Question

The potential energy function for the force between two atoms in a diatomic molecule can be expressed approximately as $U\left( r \right) = \dfrac{a}{{{r^{12}}}} - \dfrac{b}{{{r^6}}}$ where $a$ and $b$ are constants and $r$ is the separation between the two atoms.
A) Determine the force function $F\left( r \right)$ .
B) Find the value of $r$ for which the molecule will be in stable equilibrium.

Answer 1

The force between the two atoms in the given diatomic molecule is due to the interaction between the electrons and the nuclei of each atom. It is a function of the distance of separation between the two atoms in the given diatomic molecule.
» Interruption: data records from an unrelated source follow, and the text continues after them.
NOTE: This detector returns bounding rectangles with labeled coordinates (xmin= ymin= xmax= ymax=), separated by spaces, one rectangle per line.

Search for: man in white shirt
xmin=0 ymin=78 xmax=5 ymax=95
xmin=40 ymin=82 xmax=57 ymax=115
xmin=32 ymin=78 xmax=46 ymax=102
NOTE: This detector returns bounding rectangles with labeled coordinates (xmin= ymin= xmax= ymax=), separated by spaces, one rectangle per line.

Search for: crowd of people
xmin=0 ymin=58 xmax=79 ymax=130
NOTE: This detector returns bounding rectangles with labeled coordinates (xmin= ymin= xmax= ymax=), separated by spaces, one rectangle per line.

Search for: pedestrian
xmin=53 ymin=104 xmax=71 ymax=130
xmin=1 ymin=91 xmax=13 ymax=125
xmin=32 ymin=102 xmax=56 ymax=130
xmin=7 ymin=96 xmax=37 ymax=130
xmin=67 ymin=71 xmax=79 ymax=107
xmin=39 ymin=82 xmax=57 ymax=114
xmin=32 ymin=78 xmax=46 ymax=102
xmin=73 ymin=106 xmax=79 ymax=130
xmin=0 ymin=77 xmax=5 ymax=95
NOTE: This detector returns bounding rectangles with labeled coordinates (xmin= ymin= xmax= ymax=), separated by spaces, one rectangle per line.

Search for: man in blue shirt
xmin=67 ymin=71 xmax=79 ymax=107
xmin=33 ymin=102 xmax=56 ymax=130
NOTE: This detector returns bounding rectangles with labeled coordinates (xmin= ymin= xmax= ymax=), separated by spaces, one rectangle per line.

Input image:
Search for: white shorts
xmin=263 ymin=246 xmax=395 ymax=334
The force function can be obtained by taking the first derivative of the potential function with respect to the distance of separation between the two atoms.

Formula used:
-The force between the two atoms in a molecule is given by, $F\left( r \right) = \dfrac{{dU}}{{dr}}$ where $U$ is the potential energy due to the force between the atoms and $r$ is the distance of separation between the atoms.

Complete step by step solution:
Step 1: Express the given potential energy function for the force between the two atoms and obtain the expression for the force function.
The potential energy function for the force between two atoms in a diatomic molecule is given to be $U\left( r \right) = \dfrac{a}{{{r^{12}}}} - \dfrac{b}{{{r^6}}}$ --------- (1) where $a$ and $b$ are constants and $r$ is the separation between the two atoms.
Take the derivative of equation (1) with respect to $r$ so as to obtain the force function $F\left( r \right)$ .
i.e., $F\left( r \right) = \dfrac{{dU\left( r \right)}}{{dr}}$ -------- (2)
Substituting equation (1) in (2) we get, $F\left( r \right) = \dfrac{d}{{dr}}\left[ {\dfrac{a}{{{r^{12}}}} - \dfrac{b}{{{r^6}}}} \right] = \dfrac{d}{{dr}}\left[ {a{r^{ - 12}} - b{r^{ - 6}}} \right]$
Taking the derivative we get, $F\left( r \right) = - 12a{r^{ - 13}} - \left( { - 6} \right)b{r^{ - 7}} = 6b{r^{ - 7}} - 12a{r^{ - 13}}$
a) The force function is obtained as $F\left( r \right) = 6b{r^{ - 7}} - 12a{r^{ - 13}}$ .
Step 2: Apply the condition for stable equilibrium to obtain the required value of $r$ .
For a stable equilibrium, $F\left( r \right) = 0$ .
$\Rightarrow F\left( r \right) = 6b{r^{ - 7}} - 12a{r^{ - 13}} = 0$
Simplifying by taking the common factors to the LHS of the above equation we get, $6{r^{ - 7}}\left( {b - \dfrac{{a{r^{ - 6}}}}{2}} \right) = b - \dfrac{{a{r^{ - 6}}}}{2} = 0$
$\Rightarrow {r^{ - 6}} = \dfrac{{2b}}{a}$ or, $r = {\left( {\dfrac{{2b}}{a}} \right)^{ - 1/6}}$
b) Thus at $r = {\left( {\dfrac{{2b}}{a}} \right)^{ - 1/6}}$ the molecule exists at a stable equilibrium.

Note: For a large distance of separation between the two atoms, the force is attractive in nature. But as the distance of separation decreases and crosses the equilibrium distance, the force becomes repulsive in nature. The mathematical expression of the obtained force function $F\left( r \right) = 6b{r^{ - 7}} - 12a{r^{ - 13}}$ , suggests this double nature of the force between the two atoms. When the molecule is in a stable equilibrium, the potential energy drops to zero. So we take the force between the two atoms to be zero.